In 1958, Alfonso Ossorio (1916-1990) began to experiment, incorporating found objects into his oil paintings. He initially introduced these items discreetly, but by 1959, buttons, shards, mirrors, fake gems, ropes and other miscellaneous objects often covered his surfaces. Oil had been replaced by plastic as the primary matrix, and soon after, painting was rejected for gathering. While artists like friend Jean Dubuffet often refer to their low-relief composites as assemblages, Ossorio coined the term “congregation,” a word with obvious ecclesiastical associations and that resonated with the artist’s lifelong engagement with Catholicism. While “assemblage” emphasizes the cohesiveness of a group of elements, “congregation” conveys the multiplicity of unique entities within the work as a whole. Such a shift in focus complements Ossorio’s own understanding of religion: “Religion must aim to inspire awe, to awe man with the splendor of his existence. By a set of unexpected juxtapositions, it must put you in a state of realization of how splendid things can be, even if they are horrible.” In his congregations, Ossorio created the unexpected by synthesizing forms of beauty with those of decay, by contrasting refinement with crudeness.
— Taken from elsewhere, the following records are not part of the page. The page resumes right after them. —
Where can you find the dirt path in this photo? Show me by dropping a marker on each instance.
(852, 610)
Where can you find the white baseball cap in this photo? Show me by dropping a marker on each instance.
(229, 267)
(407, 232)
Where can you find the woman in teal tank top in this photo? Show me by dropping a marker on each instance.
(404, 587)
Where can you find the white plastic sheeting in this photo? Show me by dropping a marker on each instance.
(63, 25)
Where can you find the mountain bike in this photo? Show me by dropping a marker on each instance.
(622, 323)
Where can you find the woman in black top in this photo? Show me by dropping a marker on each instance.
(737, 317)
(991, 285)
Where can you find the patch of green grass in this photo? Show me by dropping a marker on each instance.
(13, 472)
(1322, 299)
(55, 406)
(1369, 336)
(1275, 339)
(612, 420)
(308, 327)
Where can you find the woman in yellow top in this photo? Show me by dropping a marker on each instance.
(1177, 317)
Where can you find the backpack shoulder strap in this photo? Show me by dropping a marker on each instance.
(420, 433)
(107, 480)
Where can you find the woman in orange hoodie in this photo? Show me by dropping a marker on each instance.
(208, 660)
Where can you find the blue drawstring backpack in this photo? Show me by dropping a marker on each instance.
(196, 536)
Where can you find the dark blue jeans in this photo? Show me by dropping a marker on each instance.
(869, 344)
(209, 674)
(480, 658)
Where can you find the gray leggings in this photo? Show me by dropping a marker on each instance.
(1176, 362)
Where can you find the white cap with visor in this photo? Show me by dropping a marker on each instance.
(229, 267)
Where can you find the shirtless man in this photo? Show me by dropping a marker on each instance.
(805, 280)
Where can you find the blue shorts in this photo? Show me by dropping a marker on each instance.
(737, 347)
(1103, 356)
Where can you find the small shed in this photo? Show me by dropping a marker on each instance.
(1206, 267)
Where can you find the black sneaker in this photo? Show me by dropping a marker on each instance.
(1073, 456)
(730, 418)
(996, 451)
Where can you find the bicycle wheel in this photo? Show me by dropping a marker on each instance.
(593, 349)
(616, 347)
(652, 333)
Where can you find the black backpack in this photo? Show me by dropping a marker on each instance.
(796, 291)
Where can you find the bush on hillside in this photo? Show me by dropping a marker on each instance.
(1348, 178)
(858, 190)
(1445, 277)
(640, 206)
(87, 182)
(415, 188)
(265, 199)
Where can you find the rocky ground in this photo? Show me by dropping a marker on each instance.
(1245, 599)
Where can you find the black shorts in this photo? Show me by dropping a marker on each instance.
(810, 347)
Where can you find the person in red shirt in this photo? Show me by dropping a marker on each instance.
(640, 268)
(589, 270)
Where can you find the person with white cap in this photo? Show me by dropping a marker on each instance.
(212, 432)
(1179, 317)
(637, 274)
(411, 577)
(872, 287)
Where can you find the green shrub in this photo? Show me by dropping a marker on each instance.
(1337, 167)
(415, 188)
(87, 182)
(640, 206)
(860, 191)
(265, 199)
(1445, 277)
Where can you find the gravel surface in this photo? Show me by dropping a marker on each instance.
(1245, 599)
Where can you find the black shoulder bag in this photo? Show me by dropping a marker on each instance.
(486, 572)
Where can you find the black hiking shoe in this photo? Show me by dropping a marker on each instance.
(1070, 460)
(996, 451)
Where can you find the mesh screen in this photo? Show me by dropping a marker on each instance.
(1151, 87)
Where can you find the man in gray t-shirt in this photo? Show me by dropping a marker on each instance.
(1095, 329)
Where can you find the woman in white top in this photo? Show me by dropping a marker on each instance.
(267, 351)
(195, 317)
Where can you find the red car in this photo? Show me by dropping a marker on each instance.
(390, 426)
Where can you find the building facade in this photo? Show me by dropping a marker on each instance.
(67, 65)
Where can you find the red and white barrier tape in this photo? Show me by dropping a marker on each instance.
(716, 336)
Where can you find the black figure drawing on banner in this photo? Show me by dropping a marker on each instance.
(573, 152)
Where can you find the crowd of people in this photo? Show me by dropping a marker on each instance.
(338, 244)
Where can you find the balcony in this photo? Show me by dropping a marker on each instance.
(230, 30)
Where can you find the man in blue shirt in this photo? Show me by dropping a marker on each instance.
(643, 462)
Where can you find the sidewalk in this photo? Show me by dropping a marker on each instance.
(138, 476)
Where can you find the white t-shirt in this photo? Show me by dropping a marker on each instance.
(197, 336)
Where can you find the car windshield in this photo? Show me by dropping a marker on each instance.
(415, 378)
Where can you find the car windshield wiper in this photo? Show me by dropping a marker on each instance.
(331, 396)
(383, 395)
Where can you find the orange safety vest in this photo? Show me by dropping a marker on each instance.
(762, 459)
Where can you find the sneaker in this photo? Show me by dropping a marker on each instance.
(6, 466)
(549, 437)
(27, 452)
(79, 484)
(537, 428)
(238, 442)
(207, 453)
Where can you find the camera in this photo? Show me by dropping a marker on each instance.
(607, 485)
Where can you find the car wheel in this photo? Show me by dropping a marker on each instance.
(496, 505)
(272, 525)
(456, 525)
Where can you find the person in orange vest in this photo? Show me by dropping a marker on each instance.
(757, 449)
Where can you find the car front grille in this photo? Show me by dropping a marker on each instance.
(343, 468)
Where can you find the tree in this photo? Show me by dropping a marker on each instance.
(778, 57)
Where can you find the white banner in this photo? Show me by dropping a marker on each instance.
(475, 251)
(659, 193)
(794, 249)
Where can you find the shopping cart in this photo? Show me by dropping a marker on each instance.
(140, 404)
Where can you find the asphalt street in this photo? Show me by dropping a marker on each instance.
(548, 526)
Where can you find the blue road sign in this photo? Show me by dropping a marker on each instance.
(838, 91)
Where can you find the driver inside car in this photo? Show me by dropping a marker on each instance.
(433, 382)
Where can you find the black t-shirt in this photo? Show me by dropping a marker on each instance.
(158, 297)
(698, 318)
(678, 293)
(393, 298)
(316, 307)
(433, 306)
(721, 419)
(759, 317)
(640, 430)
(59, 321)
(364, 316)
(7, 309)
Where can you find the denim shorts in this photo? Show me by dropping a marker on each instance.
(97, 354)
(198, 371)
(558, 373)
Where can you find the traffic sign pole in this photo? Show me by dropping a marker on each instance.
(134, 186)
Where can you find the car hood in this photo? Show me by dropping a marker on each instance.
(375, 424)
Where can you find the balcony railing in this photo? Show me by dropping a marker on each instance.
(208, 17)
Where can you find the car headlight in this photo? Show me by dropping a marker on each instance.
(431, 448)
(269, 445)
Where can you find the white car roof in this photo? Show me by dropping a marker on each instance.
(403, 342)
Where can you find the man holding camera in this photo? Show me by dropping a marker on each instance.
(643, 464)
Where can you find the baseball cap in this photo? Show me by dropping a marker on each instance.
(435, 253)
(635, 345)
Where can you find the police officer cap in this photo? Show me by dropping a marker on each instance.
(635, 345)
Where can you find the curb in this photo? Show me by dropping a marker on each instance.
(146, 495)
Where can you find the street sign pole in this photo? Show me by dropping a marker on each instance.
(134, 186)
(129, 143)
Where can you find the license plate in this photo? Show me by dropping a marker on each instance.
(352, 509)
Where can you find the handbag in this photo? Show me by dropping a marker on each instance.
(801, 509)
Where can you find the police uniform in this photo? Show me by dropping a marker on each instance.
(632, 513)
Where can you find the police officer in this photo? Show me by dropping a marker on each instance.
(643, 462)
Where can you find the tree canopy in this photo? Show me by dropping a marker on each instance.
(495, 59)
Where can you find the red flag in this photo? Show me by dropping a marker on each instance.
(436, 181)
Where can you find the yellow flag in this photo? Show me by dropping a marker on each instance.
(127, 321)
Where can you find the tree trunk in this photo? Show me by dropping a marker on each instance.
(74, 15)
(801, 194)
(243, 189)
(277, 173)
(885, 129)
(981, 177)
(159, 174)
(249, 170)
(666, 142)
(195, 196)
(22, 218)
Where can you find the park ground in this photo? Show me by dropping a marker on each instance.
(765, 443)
For Ossorio, all objects had life, and bringing together disparate, ordinary elements, he also found a way to fuse art and spirituality. Ossorio continued to create daring congregations until his death in 1990.
This exhibition will be accompanied by a fully illustrated color catalogue with a re-print of 1968 oral history interview with the artist and Mr. Forrest Selvig for the Archives of American Art. This important transcript reveals the artist first recorded usage of the word “congregation” to describe his now signature mixed media assemblages.